As conversations increase on social media outlets, the U.S. Capitol Police [USCP], D.C. Police and the National Guard have joined forces in anticipation of potential violence which may once again strike the U.S. Capitol on Saturday, September 18.

Hundreds of right-wing, white supremacists have promised to converge on D.C. for a rally during which they will voice their support for defendants singled out by law enforcement for their participation in the Jan. 6 protest which had all the makings of a riot.

On Monday, Sept. 13, police officers began to install multiple surveillance cameras and a temporary fence around the Capitol. Some buildings in the area have also boarded up their facilities hoping to avoid the destruction of property that occurred during the insurrection in January.

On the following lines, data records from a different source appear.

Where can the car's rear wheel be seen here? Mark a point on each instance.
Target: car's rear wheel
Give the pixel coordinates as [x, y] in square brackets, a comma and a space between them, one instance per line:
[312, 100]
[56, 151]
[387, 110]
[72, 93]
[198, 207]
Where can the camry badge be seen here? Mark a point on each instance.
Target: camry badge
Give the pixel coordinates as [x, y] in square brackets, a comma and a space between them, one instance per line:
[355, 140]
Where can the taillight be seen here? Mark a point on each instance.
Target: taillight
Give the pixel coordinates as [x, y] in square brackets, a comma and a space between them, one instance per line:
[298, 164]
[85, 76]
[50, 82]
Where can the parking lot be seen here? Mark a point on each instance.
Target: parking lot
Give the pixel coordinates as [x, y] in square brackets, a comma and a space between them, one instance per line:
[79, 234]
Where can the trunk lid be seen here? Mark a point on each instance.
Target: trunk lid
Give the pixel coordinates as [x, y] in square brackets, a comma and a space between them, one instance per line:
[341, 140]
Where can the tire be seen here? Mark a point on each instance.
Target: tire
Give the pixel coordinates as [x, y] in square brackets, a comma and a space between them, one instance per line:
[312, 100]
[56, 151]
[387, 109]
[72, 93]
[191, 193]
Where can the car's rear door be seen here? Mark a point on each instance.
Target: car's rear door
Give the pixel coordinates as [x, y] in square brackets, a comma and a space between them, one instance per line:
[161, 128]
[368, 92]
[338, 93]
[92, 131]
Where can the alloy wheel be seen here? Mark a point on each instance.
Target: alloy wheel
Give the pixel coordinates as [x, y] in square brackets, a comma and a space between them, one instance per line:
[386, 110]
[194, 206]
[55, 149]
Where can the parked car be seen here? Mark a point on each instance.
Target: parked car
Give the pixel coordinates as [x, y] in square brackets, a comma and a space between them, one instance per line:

Capitol police say the fence, which incurred the wrath of many D.C. residents for the length of time it remained installed before and after the January 6 insurrection, will come down soon, if everything is peaceful. However, when the fence came down in July, UPCP officials indicated that under certain conditions, they might exercise the ability to beef up security around the Capitol Complex.

The Justice for J6 rally will take place around the Union Square area of the Capitol grounds, the Ulysses S. Grant Memorial and the Capitol reflecting pool.

USCP Chief Tom Manger said he advises those who plan to attend and cause trouble consider staying home.

“We are here to protect everyone’s First Amendment right to peacefully protest,” he said, while warning participants, “we will enforce the law and not tolerate violence.”

Civil disturbance units of The Metropolitan Police Department [MPD], specifically trained to handle First Amendment demonstrations in D.C., have already been activated with the entire force placed on alert and all vacation days suspended.

During a briefing of members of Congress on Monday, Senate Majority Leader Chuck Schumer said he’s confident that police are better prepared now than they were on Jan. 6.

An emergency declaration, installed last week by the Capitol Police Board, will become effective prior to the demonstration – an action which gives the Department authorization to deputize neighboring law enforcement officers including the U.S. Capitol Police Special Officers.

“We want to reassure everyone these are temporary measures to ensure everyone’s safety,” Manger said in a statement. “We are extremely grateful for the support we continue to receive from the local community and our Congressional stakeholders as we carry out our critical mission.”

But leaders in the D.C. community have also taken steps to curtail incidents of violence.
The Downtown Cluster of Congregations [DCC], established in 1972 and currently comprised of more than 50 local churches of various faiths, wants local businesses to reduce alcohol sales and cancel hotel reservations made by those planning to participate in the rally.

DCC Executive Director Terry Lynch recently told reporters that he’s urging leaders in the District to request the assistance of local businesses with additional safety precautions.

“We don’t think it’s just up to MPD,” he said. “We don’t think it’s just up to Capitol Police to make it safe. This is an all-hands-on-deck kind of situation.”

“We think it’d be fool-hearted not to take full seriousness with what could possibly transpire,” he said. “Given what transpired and the lives that were lost (in January), we think it is well within our responsibility to do what we can to make sure we’re safe that weekend. [But] with small simple steps, I think we can help assure safety as well as allow people to express their freedom of speech.”